The Buzz: This Week in Africa

At the close of this week Brent Crude is trading at $51.75 per barrel, WTI at $49.11 per barrel and natural gas at $3.20 per million BTU (beginning of day 02 June 2017). Here are AOP’s top five stories from the last seven days.

Mozambique’s Coral FLNG project clears FID

Eni and its partners signed the $8 billion deal to develop the Coral FLNG project offshore Mozambique this week, brining a long-awaited and much-anticipated project within reach for Mozambique.

Eni is expected to fund 60 percent of the cost of building the FLNG vessel, and financing has been secured by 15 major international banks and five export credit agencies, according to Reuters.

Partners of the deal include China National Petroleum Company, Korea Gas Corp and Empresa Nacional de Hidrocarbonetos. ExxonMobil also invested $2.8 billion this year for a 25 percent stake in Area 4, which includes the Coral development.

Africa Oil & Power to Start Monday

Africa Oil & Power, Africa’s elite energy event, will kickoff Monday in Cape Town, and run through Wednesday.

The conference, which will focus on how companies and governments can position themselves for a resurgence in a market recovery after a period of sustained low oil price, includes speakers from governments and corporations, such as H.E. Gabriel M. Obiang Lima, Minister of Mines and Hydrocarbons of Equatorial Guinea; H.E. Ezekiel Lol Gatkuoth, Minister of Petroleum of South Sudan; and Dr. Emmanuel Ibe Kachikwu, Minister of State, Petroleum Resources of Nigeria.

Register for the conference here.

U.S. decides to withdraw from Paris Climate Agreement 

On Thursday 1st of June, U.S. oil initially showed fluctuation, then quickly recovered and extended gains in North American trade, as expectations of the U.S. administration’s decision regarding withdrawing from the Paris Climate Agreement overshadowed recent fears of a global supply glut. The New York Mercantile Exchange Crude oil for July delivery grew by 1.26% at $48.93 a barrel by 11:10 AM ET (15:10GMT) while on the ICE Futures Exchange in London, Brent oil for August delivery traded up 0.85%, at $51.19 by 11:12 AM ET (15:12 GMT).

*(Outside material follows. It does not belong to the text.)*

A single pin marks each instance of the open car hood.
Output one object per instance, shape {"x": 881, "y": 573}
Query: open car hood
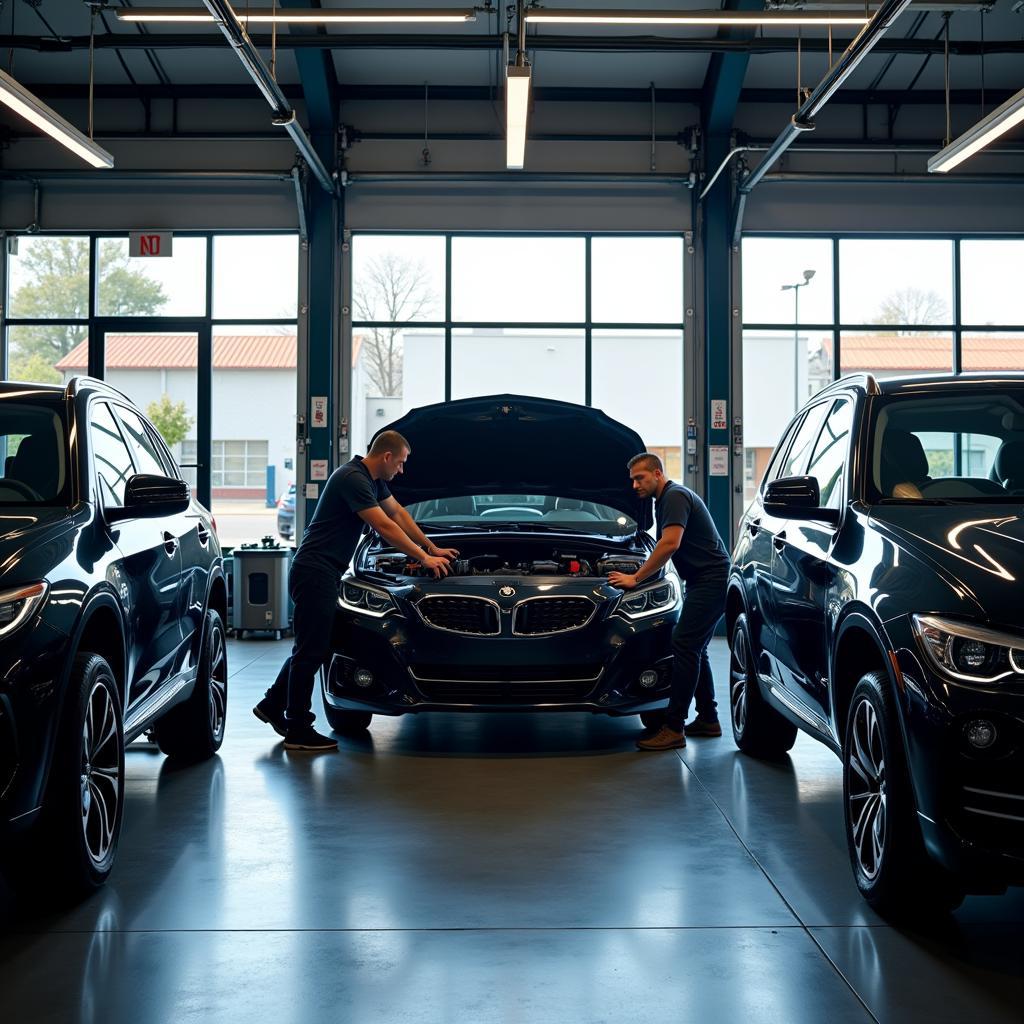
{"x": 512, "y": 444}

On Wednesday 31st of May, American Petroleum Institute (API) data showed a fall in U.S. crude stockpiles of 8.67 million barrels. OPEC /non-OPEC members, including Russia, agreed last week to extend a deal to cut production by about 1.8 million barrels per day (bpd) from January to June until the end of March 2018. This has led to an increase in May output and the first monthly increase for the year, due to higher supply from Nigeria and Libya, the two OPEC states exempted from the deal. Overall OPEC output rose from 250,000 bpd to 32.22 million bpd. Thus far, the production cut agreement has had little impact on global inventory levels as a result of the constant rise in U.S shale oil output to counteract the 1.8 million barrel per day production cut agreement.

The weekly Market Report is provided by Gladius Commodities of Lagos, Nigeria. See the full report here and learn more about Gladius Commodities at www.gladiuscommodities.com.

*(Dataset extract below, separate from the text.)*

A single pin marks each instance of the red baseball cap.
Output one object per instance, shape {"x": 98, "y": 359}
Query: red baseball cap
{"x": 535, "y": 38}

Budget, Tender Planned for Uganda Pipeline

Less than a week after the Tanzanian and Ugandan governments finalized an agreement to build the Hoima-Tanga oil pipeline, Ugandan officials are sourcing funds for the $3.5 billion project, and have already floated a tender for the engineering, procurement and construction management services, according to The Monitor.

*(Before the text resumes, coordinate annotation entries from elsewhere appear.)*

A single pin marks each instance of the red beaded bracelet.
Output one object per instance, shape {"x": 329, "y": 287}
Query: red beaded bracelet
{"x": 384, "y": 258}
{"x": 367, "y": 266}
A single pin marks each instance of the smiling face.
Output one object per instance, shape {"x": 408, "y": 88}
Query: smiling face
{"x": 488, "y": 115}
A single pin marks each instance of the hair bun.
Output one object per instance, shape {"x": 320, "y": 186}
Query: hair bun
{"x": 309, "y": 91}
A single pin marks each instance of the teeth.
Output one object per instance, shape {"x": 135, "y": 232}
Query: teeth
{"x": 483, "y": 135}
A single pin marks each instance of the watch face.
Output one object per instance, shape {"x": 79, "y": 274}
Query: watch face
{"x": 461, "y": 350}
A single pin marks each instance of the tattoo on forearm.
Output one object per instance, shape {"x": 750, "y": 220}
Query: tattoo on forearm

The 1,445 kilometers pipeline is crucial to Uganda’s ability to commercialize crude oil discoveries at Lake Albert. The partners of the Lake Albert project, Tullow Oil Uganda, Total E&P and China National Offshore Oil Company, are expected to raise 70 percent of construction costs. The remaining 30 percent is expected to come from equity raised by the partners and the national oil companies of Tanzania and Uganda.

Senegal’s oil sector to get $29 million boost from World Bank

Senegal, which has yet to produce oil and gas, has begun negotiations with oil and gas super majors Total and BP to develop the untapped oil and gas resources offshore. At the same time, the World Bank has committed $29 million to back Senegal’s efforts to create a strong regulatory framework and transparency, according to CNBC Africa.

Though the $29 million is earmarked for the oil industry, it is unclear exactly how the funds will be spent except to “help the government oversee the oil and gas development and be more transparent in its negotiations.”

Eni’s Port Harcourt Refinery Deal Voted Down by Nigerian Senate

Citing a lack of transparency, the Nigerian Senate voted this week to halt the concession agreement for Eni to repair, operate and maintain the Port Harcourt refinery, according to Reuters.

Eni’s local division, Agrip, planned to take over the refinery with indigenous company Oando in order to increase the country’s refining capacity. However, the senate determined the project was a “non-transparent transaction.”